ML platform is a team that has emerged recently as ML adoption matures. Since it’s an emerging concept, there are still disagreements on what an ML platform should consist of. We chose to focus on the three sets of tools that are essential for most ML platforms: deployment, model store, and feature store. We skipped monitoring of the ML platform since it’s already covered in Chapter 8.

When working on infrastructure, a question constantly haunts engineering managers and CTOs alike: build or buy? We ended this chapter with a few discussion points that I hope can provide you or your team with sufficient context to make those difficult decisions.

Chapter 11. The Human Side of Machine Learning

Despite the technical nature of ML solutions, designing ML systems can’t be confined in the technical domain. They are developed by humans, used by humans, and leave their marks in society. In this chapter, we deviated from the technical theme of the last eight chapters to focus on the human side of ML.

We first focused on how the probabilistic, mostly correct, and high-latency nature of ML systems can affect user experience in various ways. The probabilistic nature can lead to inconsistency in user experience, which can cause frustration—“Hey, I just saw this option right here, and now I can’t find it anywhere.” The mostly correct nature of an ML system might render it useless if users can’t easily fix these predictions to be correct. To counter this, you might want to show users multiple “most correct” predictions for the same input, in the hope that at least one of them will be correct.

Building an ML system often requires multiple skill sets, and an organization might wonder how to distribute these required skill sets: to involve different teams with different skill sets or to expect the same team (e.g., data scientists) to have all the skills. We explored the pros and cons of both approaches. The main cons of the first approach is overhead in communication. The main cons of the second approach is that it’s difficult to hire data scientists who can own the process of developing an ML system end-to-end. Even if they can, they might not be happy doing it. However, the second approach might be possible if these end-to-end data scientists are provided with sufficient tools and infrastructure, which was the focus of Chapter 10.

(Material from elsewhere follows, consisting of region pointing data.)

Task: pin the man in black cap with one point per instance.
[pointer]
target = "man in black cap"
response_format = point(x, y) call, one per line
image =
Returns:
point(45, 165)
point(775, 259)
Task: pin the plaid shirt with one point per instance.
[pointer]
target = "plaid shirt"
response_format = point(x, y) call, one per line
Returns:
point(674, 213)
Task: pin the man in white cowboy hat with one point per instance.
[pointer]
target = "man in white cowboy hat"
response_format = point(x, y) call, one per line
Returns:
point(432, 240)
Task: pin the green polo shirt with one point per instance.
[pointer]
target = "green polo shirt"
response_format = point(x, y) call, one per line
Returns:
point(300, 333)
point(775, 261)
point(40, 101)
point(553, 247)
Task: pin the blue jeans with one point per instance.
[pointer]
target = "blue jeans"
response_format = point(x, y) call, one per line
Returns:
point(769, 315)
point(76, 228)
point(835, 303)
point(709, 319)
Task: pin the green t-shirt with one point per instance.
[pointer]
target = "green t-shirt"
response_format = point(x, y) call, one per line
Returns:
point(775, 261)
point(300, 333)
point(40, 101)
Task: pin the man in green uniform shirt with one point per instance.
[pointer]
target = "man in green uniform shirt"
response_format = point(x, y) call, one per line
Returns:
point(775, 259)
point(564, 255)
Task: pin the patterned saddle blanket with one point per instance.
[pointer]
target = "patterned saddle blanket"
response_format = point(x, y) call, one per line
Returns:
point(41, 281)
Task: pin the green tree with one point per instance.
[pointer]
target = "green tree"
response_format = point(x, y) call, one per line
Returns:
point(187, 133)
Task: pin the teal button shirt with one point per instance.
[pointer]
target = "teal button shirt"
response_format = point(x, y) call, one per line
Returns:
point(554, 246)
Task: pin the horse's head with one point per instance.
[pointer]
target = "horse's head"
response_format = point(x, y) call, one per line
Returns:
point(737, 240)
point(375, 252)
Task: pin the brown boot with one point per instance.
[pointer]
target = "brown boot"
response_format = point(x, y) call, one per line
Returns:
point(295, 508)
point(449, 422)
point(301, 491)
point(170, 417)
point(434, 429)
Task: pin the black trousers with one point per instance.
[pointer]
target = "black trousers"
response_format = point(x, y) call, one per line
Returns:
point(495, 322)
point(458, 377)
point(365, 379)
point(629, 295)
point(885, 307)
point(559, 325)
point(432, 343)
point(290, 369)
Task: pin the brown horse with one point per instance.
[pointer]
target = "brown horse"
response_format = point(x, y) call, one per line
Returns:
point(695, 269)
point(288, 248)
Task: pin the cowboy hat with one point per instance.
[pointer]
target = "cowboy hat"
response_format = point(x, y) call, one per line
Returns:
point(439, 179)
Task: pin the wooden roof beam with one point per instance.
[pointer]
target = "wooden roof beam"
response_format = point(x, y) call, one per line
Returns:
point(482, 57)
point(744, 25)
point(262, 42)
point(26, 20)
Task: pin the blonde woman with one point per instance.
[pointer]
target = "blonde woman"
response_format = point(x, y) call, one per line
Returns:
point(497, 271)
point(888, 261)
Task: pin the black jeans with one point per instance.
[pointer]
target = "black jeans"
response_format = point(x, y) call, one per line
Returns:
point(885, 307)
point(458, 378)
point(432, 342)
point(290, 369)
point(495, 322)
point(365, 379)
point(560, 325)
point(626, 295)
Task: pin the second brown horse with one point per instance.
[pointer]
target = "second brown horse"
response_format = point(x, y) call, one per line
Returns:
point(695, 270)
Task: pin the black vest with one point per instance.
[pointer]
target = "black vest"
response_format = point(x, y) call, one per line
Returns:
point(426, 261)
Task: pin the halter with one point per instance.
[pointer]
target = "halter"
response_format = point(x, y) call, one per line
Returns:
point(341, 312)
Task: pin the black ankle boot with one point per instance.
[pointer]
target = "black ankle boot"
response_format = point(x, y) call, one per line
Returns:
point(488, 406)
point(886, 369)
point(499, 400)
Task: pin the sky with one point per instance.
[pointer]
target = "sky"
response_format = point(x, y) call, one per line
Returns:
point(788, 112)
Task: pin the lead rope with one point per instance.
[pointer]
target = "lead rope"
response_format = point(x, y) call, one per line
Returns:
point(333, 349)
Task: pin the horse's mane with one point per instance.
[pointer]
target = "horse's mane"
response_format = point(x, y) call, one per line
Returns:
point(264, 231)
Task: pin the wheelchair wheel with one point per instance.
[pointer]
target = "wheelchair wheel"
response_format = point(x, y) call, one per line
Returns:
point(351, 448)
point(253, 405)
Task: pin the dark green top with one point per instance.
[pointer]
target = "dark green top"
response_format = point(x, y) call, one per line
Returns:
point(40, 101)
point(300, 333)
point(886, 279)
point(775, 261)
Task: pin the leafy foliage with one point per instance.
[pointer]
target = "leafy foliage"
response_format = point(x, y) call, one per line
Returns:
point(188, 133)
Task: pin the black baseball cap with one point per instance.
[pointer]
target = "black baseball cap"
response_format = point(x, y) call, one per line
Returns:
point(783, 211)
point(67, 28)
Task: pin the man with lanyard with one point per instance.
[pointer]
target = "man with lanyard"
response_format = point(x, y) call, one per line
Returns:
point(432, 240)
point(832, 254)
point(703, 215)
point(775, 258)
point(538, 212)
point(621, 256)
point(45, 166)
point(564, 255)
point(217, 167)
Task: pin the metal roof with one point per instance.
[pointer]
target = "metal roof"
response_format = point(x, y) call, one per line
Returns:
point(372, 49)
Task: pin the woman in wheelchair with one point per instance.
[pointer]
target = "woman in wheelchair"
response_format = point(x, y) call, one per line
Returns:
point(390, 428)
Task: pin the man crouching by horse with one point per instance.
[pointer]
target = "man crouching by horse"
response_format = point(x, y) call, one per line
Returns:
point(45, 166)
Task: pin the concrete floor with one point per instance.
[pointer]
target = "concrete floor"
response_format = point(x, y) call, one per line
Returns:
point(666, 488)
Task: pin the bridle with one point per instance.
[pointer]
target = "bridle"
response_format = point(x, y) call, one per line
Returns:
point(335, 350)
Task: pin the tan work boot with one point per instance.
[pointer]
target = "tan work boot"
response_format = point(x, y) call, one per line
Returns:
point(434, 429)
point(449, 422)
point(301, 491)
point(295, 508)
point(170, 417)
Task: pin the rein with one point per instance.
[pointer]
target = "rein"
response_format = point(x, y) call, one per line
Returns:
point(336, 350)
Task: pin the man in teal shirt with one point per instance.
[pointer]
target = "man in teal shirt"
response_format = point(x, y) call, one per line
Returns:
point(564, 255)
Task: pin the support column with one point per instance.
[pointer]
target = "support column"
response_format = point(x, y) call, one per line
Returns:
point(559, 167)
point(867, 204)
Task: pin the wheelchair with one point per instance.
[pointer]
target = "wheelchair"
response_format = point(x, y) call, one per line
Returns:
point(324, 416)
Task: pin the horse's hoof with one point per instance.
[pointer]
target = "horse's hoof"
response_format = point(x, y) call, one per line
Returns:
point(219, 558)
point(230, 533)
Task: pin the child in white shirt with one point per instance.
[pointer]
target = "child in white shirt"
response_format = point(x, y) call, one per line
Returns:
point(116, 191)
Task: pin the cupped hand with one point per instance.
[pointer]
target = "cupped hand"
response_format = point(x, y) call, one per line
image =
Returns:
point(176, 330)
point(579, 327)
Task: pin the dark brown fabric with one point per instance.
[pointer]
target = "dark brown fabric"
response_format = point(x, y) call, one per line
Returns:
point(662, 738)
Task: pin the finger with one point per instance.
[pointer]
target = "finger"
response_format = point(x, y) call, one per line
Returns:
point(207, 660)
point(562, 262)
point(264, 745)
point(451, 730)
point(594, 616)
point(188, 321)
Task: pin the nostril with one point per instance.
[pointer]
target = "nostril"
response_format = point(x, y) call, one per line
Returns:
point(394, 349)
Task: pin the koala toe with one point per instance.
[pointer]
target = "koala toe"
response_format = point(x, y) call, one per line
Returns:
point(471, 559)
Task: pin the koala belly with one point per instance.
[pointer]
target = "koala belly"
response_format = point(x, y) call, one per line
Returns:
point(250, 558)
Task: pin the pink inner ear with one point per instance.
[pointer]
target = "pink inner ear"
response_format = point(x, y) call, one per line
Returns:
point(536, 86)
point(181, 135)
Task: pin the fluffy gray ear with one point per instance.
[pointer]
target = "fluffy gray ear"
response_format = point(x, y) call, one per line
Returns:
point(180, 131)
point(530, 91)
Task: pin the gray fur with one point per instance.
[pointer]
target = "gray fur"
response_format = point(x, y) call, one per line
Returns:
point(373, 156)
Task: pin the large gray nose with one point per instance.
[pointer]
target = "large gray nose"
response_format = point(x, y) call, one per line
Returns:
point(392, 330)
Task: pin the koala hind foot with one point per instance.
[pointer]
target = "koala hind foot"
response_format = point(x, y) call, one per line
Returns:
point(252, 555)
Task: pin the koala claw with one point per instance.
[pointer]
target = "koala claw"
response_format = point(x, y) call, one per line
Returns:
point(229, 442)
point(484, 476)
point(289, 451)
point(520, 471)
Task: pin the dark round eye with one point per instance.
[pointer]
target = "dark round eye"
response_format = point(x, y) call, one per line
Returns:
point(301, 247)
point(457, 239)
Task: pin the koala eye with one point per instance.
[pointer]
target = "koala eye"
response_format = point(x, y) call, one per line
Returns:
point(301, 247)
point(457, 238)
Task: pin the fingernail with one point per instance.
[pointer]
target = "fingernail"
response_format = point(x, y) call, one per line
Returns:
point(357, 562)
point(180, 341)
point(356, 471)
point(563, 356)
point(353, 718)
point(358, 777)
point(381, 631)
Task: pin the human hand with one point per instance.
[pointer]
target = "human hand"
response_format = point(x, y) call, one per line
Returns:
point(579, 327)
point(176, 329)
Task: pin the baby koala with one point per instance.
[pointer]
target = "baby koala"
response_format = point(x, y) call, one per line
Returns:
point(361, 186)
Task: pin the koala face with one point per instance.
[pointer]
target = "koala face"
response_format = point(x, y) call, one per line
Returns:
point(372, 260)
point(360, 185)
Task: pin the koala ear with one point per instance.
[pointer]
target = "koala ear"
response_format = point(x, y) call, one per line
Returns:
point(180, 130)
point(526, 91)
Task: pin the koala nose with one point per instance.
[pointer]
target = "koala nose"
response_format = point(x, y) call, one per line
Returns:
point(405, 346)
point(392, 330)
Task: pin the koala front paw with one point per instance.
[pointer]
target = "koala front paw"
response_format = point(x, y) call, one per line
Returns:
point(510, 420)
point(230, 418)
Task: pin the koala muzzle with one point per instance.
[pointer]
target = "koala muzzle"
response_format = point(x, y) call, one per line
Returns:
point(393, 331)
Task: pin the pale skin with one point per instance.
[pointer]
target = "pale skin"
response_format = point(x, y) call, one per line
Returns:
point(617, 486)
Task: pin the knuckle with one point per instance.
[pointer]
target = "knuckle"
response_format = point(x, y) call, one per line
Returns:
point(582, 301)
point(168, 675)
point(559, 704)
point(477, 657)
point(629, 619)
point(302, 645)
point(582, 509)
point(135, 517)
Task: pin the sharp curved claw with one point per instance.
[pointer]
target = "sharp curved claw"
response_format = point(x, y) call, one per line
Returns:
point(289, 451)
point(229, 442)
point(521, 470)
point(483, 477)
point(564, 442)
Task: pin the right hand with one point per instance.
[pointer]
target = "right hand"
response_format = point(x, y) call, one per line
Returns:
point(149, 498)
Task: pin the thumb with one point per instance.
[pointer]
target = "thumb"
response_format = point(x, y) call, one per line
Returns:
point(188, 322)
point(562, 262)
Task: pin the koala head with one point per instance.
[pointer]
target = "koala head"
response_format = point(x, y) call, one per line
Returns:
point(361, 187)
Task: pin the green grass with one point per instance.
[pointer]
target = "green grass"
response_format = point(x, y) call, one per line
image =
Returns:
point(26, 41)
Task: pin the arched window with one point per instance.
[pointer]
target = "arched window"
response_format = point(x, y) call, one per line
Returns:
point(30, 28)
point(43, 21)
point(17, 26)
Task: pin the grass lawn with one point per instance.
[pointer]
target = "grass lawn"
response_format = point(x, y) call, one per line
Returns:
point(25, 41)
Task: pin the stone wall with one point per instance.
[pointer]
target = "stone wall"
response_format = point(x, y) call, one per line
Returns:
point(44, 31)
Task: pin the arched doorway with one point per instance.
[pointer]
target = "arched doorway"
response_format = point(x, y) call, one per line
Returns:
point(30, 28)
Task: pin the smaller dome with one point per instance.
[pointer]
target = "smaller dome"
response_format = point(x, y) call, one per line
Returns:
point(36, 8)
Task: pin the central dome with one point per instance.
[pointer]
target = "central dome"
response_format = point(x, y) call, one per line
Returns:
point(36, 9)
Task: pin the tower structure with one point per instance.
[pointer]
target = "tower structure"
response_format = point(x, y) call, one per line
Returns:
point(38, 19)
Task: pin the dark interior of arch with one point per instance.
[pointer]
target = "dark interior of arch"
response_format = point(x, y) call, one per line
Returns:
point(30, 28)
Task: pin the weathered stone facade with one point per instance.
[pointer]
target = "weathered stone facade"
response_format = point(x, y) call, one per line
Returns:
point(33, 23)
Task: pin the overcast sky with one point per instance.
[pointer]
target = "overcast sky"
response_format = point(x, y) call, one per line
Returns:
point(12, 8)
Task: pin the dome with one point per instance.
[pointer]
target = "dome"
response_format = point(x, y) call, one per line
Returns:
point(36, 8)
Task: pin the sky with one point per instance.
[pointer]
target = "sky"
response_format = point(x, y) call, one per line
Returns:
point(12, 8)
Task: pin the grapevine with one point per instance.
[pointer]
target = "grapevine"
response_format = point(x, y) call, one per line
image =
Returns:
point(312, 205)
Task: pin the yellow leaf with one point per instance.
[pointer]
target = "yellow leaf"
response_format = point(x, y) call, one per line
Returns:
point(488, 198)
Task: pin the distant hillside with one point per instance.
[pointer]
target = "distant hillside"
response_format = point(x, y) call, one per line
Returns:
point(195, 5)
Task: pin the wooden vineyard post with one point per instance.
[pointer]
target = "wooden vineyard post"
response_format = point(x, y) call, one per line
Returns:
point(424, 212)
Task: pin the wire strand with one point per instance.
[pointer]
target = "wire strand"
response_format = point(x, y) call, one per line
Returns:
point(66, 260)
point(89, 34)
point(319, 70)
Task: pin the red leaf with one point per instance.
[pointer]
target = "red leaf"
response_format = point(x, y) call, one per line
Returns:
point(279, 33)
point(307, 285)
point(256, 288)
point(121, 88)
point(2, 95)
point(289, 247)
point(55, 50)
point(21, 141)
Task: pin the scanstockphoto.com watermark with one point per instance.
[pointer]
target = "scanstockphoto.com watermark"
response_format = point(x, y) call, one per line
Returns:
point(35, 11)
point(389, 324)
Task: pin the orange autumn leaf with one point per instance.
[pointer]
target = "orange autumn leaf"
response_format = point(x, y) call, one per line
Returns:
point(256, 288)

We ended the chapter with what I believe to be the most important topic of this book: responsible AI. Responsible AI is no longer just an abstraction, but an essential practice in today’s ML industry that merits urgent actions. Incorporating ethics principles into your modeling and organizational practices will not only help you distinguish yourself as a professional and cutting-edge data scientist and ML engineer but also help your organization gain trust from your customers and users. It will also help your organization obtain a competitive edge in the market as more and more customers and users emphasize their need for responsible AI products and services.

It is important to not treat this responsible AI as merely a checkbox ticking activity that we undertake to meet compliance requirements for our organization. It’s true that the framework proposed in this chapter will help you meet the compliance requirements for your organization, but it won’t be a replacement for critical thinking on whether a product or service should be built in the first place.